Una condizione intollerabile per le nostre imprese. Un livello che preannunzia chiusura di molte imprese in assenza di provvedimenti veloci. Il prezzo dell’elettricità è tra i più alti dell’EU e questi rincari esprimono anche un deciso aumento della bolletta energetica, da noi pagata ai paesi che esportano. Tutto ciò si traduce, per le imprese, in una decisa riduzione dei margini, stante la difficoltà di trasferire alla clientela i rincari delle commodity.

La compressione dei margini è superiore nelle aree più a valle, quelle che producono  beni di consumo (come abbigliamento e mezzi di trasporto) che sono prossimi alla domanda finale tuttora limitata; ma anche nei settori energivori (cemento, metallurgia, legno…). L’assimilazione dei rincari nei margini delle imprese dimostra come mai l’inflazione in Italia sia ancora bassa.

L’impatto e i contraccolpi che questi aumenti avranno nelle prossime settimane sul 35% delle imprese incideranno sull’utile netto tra 5 e 10 punti , mentre per il 25% graveranno tra 15 e 20 punti. Oltre il 50% delle aziende ha infatti sottoscritto contratti a prezzo variabile a fronte del 45% circa protetto da prezzo fisso. In ogni caso quasi la metà delle aziende interessate da un contratto a prezzo fisso ha in essere un prezzo medio di rifornimento di oltre E120/MWh pari ad un inasprimento del 100% rispetto al prezzo medio dell’elettricità nel 2019.

La maggioranza delle imprese titolari di un contratto a prezzo fisso si troverà a rinegoziarlo prima della fine dell’anno. In considerazione quindi delle importanti tensioni che attraversano il mercato dell’energia è plausibile attendersi a fine  2022 una rinegoziazione di circa E180/MWh pari a una crescita del 200% rispetto al 2019. Un aumento che costringerà alcune attività a rivedere i propri budget previsionali. Sulla scorta poi di recenti rilevazioni, le piccole aziende pagano l’energia elettrica il 65% e il gas il 125% in più delle grandi.

L’aumento del differenziale è riconducibile alla riforma degli energivori che prevede un costo agevolato dell’energia elettrica per le grandi imprese.
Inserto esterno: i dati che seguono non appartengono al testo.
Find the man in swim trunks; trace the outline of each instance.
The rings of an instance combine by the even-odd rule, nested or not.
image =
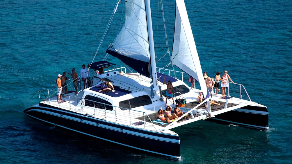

Pe ril gas invece il divario è riconducibile al fatto che le grandi aziende ricevono offerte ad hoc con una tariffa privilegiata.

Occorrerebbe intervenire sui fattori fiscali e parafiscali della bolletta elettrica e del gas naturale, incrementando il livello di esenzione per i settori della manifattura, specialmente i comparti energivori a rischio delocalizzazione ; incrementare la produzione nazionale di gas naturale e riequilibrare l’organizzazione di rifornimento del Paese.

L’impatto sui costi è più alto nei comparti che utilizzano maggiormente le commodity con i maggiori rincari; e se questi saranno in parte transitori, la situazione dei margini potrebbe mitigarsi per alcuni comparti. Danneggiati resterebbero coloro che utilizzano le commodity con i rialzi più duraturi (es tessili). L’inflazione nel nostro Paese è spinta solo dai prezzi dell’energia , rimanendo relativamente bassa rispetto agli Usa.

Lo scenario più plausibile prevede che la fiammata dell’inflazione in Italia ed in Europa sia momentanea, grazie all’auspicato calo del prezzo del petrolio e si rilevi un rientro nell’anno in corso. Quanto sopra eviterebbe un rialzo dei tassi a differenza di quanto probabilmente avverrà negli Usa.